Die begehrte Wiedereinsetzung lässt sich vorliegend auch nicht damit begründen, dass der Briefumschlag, mit dem die Rechtsmittelschrift des Betroffenen befördert worden ist, sich nicht mehr bei der Akte befindet und deshalb der Betroffene den Nachweis der rechtzeitigen Absendung nicht führen könne. Zwar ist in diesen Fällen nach der Rechtsprechung des Bundesverfassungsgerichts (vgl. NJW 1997, 1770), der sich der Senat angeschlossen hat, in der Regel Wiedereinsetzung in den vorigen Stand zu gewähren. Voraussetzung dafür ist jedoch, dass der Antragsteller zur Frage der rechtzeitigen Absendung überhaupt Erklärungen abgibt.

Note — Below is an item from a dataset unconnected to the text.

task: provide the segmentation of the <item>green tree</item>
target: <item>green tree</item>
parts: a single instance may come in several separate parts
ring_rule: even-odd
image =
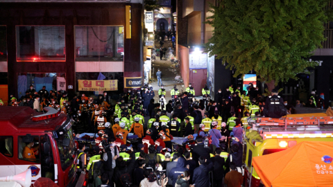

Das ist hier aber nicht geschehen, obwohl dazu wegen der (besonders) langen Postlaufzeit von gegebenenfalls drei Tagen besonderer Anlass bestanden hätte. Der undatierte "Einspruch" des Betroffenen ist nämlich erst am 12. April 2001 beim Amtsgericht eingegangen. Fristablauf war nach § 79 Abs. 3 OWiG in Verbindung mit § 341 Abs. 1 StPO bereits am 10. April 2001. Damit hätte das Schreiben des Betroffenen, wenn es rechtzeitig hätte eingehen sollen, am 9. April 2001 zur Postbeförderung gegeben worden sein müssen.

III.
Der gemäss § 79 Abs. 3 OWiG in Verbindung mit § 346 Abs. 2 StPO gestellte Antrag auf Entscheidung des Rechtsbeschwerdegerichts hat ebenfalls keinen Erfolg. Er ist zwar zulässig, jedoch ebenfalls in der Sache unbegründet. Nachdem der Antrag des Betroffenen auf Wiedereinsetzung in vorigen Stand gegen die Versäumung der Frist zur Einlegung der Rechtsbeschwerde gegen das Urteil des Amtsgerichts vom 3. April 2001 keinen Erfolg hatte, hat das Amtsgericht die Rechtsbeschwerde des Betroffenen nämlich zu Recht als unzulässig, weil die Frist zur Einlegung der Rechtsbeschwerde versäumt worden ist, verworfen.